Basic Rules Unchanged
The new document is based on the same guidelines as in the previous Directive: what is a cosmetic product, the principle that it shall not be detrimental to the human health, the programming of the total ban of animal tests; the good practices of manufacture are mandatory;health authorities shall have access to the product information file; annexes listing forbidden ingredients or those subject to restrictions for use. All these requirements are still written, sometimes completed with new or clearer requirements.
Further, the text gives clues to ensure a higher level of safety of cosmetic products.
Exemptions to the ban of CMR substances (Cancerogenic, Mutagen or Toxic for the reproduction substances) will be granted only for specific uses and not for cosmetic products at large, and after an advice by the SCCP (Scientific Committee for Consumer Products).
Substances disturbing the endocrine system will draw a specific attention, first by defining criteria agreed upon by the Community or at the international level to allow for their identification, to ease revision of regulations that deal with them.
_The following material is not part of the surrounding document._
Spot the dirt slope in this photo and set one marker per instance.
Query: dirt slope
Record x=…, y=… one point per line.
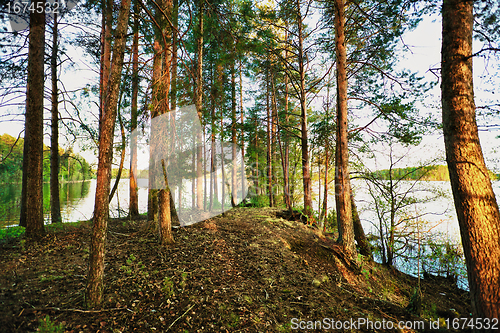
x=248, y=271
The Members of Parliament have also given the definition of ‘counterfeit cosmetic product’ and harmonized the definition of ‘serious undesirable effect’ with the definitions currently used by the World Health Organization (WHO) and the International Conference on Harmonization (CIH).
Nanomaterials for the first time in Regulations
Though having been used for a long time in cosmetic products, nanomaterials are mentioned for the first time in the texts which govern cosmetic products. Defined as ‘nonsoluble materials or bio-persistants’ sized between 1 and 100 nm (a nanometer is one billionth of a meter), from now on, due to this size, they are officially seen as having special properties that can make them a source of specific risks.
Their presence must be declared to the European Commission, which can ask for an evaluation of the SCCP. Moreover, in the future, a speciic labelling will be mandatory: any ingredient used as a nanomaterial shall be listed in the list of ingredients, the prefix ‘nano’ preceding the name of the ingredient.
An increased Transparency
Besides additional requirements in the text about the files of the products, their content and their availability to the health authorities and the explicit request that Member States carry out on their territory improved controls aimed at ensuring that cosmetics meet regulations, the European Parliament also targeted the allegations carried on labels or mentioned in advertisements:they must not claim for ‘characteristics or functions which they do not have’. Criteria for use must be defined, and controls further reinforced.
The text must now be published in the Official Journal after translation in the various languages of the Community (which can take several months), then be enforced within a time sufficient for the different partners involved to adapt to the new requirements…a process which could last until 2013 for the first consequences.